Decoding Depression

Team works to improve young people’s mental health across the globe. (DRAFTER123/iStock)

Team Works to Improve Young People’s Mental Health Across the Globe

Depression is a debilitating condition that affects millions of people around the world. It usually starts early in life and can limit educational, economic and social opportunities.

Early intervention can help doctors prevent and treat depression, but there isn’t a good screening tool, and most of what we know about depression is based on clinical trials in high-income countries where only a small percentage of young people live.

“My colleague calls it the 10-90 divide,” said Johnna Swartz, an assistant professor in the UC Davis Department of Human Ecology. “Ninety percent of people under the age of 18 live in low- and middle-income countries, but only 10 percent of the research has been done there.”

Swartz is part of an international team of experts working to identify and address depression in young people throughout the world. They are collecting brain images, assessing environmental risk factors and gathering biological data from adolescents in Brazil, Nigeria, Nepal and the United Kingdom, as well as in Davis, California. The team will synthesize the data to discover universal and specific risk factors for depression in young people.

“Our goal is to improve access to services that help detect risk for depression, provide early intervention and improve quality of life no matter where you live,” Swartz explained.

Brain Imaging in Brazil

The research group is called IDEA—Identifying Depression Early in Adolescence—and represents a wide range of disciplines. Swartz specializes in the neurobiological and environmental factors that contribute to the risk of anxiety and depression in adolescents.

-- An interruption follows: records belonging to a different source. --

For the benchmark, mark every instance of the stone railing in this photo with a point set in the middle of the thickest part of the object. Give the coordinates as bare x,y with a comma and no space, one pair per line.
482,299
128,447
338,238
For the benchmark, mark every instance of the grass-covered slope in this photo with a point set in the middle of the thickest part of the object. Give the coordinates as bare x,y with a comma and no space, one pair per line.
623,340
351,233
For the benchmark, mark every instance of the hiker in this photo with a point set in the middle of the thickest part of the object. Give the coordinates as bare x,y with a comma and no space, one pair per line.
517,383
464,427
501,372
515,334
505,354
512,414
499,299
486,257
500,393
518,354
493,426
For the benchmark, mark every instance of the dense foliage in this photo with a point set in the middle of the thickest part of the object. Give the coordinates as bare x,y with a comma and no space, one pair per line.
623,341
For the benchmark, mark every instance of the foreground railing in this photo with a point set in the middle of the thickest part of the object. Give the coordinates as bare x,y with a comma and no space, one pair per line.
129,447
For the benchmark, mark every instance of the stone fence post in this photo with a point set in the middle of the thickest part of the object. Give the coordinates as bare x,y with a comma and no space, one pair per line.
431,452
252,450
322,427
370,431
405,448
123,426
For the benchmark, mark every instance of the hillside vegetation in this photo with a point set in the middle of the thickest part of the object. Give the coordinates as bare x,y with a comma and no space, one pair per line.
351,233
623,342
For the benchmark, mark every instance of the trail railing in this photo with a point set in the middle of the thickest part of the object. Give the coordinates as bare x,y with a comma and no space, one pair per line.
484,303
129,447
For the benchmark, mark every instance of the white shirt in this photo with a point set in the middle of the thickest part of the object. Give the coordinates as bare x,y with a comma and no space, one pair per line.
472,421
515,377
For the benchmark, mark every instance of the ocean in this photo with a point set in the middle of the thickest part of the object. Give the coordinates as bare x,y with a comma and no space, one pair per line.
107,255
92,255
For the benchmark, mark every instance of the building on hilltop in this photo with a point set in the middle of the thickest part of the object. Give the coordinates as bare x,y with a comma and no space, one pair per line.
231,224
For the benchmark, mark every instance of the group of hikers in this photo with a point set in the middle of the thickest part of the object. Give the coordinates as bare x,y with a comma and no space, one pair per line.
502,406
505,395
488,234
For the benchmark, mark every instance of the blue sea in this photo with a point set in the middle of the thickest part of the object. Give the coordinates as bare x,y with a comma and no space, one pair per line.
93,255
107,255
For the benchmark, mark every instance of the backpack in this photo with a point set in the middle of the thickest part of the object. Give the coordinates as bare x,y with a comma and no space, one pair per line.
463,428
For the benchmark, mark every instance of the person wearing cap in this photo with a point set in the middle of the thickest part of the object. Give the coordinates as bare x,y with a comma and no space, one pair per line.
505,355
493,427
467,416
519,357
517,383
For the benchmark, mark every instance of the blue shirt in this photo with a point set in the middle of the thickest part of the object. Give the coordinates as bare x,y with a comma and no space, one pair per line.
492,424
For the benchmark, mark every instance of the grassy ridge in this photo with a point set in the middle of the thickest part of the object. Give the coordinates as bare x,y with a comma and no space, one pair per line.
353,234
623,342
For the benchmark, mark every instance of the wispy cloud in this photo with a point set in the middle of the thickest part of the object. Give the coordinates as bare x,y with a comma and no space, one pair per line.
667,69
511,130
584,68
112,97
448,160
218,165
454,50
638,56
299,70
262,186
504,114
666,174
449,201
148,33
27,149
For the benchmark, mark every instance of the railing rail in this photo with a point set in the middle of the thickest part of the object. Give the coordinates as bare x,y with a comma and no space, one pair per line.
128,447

Swartz has shown that certain brain activity can predict susceptibility to psychiatric conditions, and that both nature and nurture play a role in how people process stressful situations. Swartz and her colleagues have linked childhood poverty to changes in gene expression, brain function and the likelihood of developing depression.

“The small, daily challenges of scraping by can build up and affect child development,” Swartz explained.

In the current project, Swartz is expanding her research internationally. Working with child psychiatrist Christian Kieling from Brazil, Swartz is collecting brain scans of about 100 teenagers in Porto Alegre, Brazil, analyzing the teen’s brain activity in response to both threatening and positive stimuli.

“In previous experiments in the U.S., we found that children with higher activity in the emotion regions of the brain and more blunted activity in the areas that process pleasure are more at risk for depression,” Swartz said. “These first-ever tests with teens in Brazil will help us see if those basic brain networks behave in the same way.”

Researchers show teens pictures of angry or fearful faces to measure brain response to threatening stimuli. To test activity in the “reward” circuitry, the children play a computer game in the scanner that lets them win money.

“Money usually activates the pleasure regions of the brain,” Swartz explained.

For comparative analysis, Swartz will conduct similar brain scans with about 100 young people ages 12 to 15 in Davis later this year. She and her team are currently recruiting participants.

Developing a Screening Tool

A simple blood test can tell doctors whether a patient is at risk for high cholesterol, diabetes and many other conditions, but there is no similar screening tool for depression. So Swartz and her team are working to develop one by identifying inflammatory “markers” in our blood stream.

“We know that many things like diet, exercise, stress and air pollution can affect inflammation in our systems, which can affect brain function,” Swartz said. “We don’t yet have data to show how inflammation affects developing brain function in teens.”

Swartz’ team will analyze the teens’ blood samples along with brain scans to look for correlations between levels of inflammation, brain activity and risk for depression.

“Finding those connections can lead to a basic screening tool to help doctors treat and prevent depression before symptoms become chronic and disruptive in young people’s lives,” Swartz said.

IDEA’s two-year project is funded by a $2 million grant from MQ, a mental-health charity based in the United Kingdom. Together, the team will be gathering data from people ages 10 to 24 living in various low- and middle-income neighborhoods—from villages in Nigeria and Nepal to cities in Brazil.

“By comparing data from adolescents in different countries and settings, we can better understand the cultural, social, genetic and environmental factors that can lead to depression,” Swartz said. “And that understanding can improve treatment, prevention and quality of life for people throughout the world.”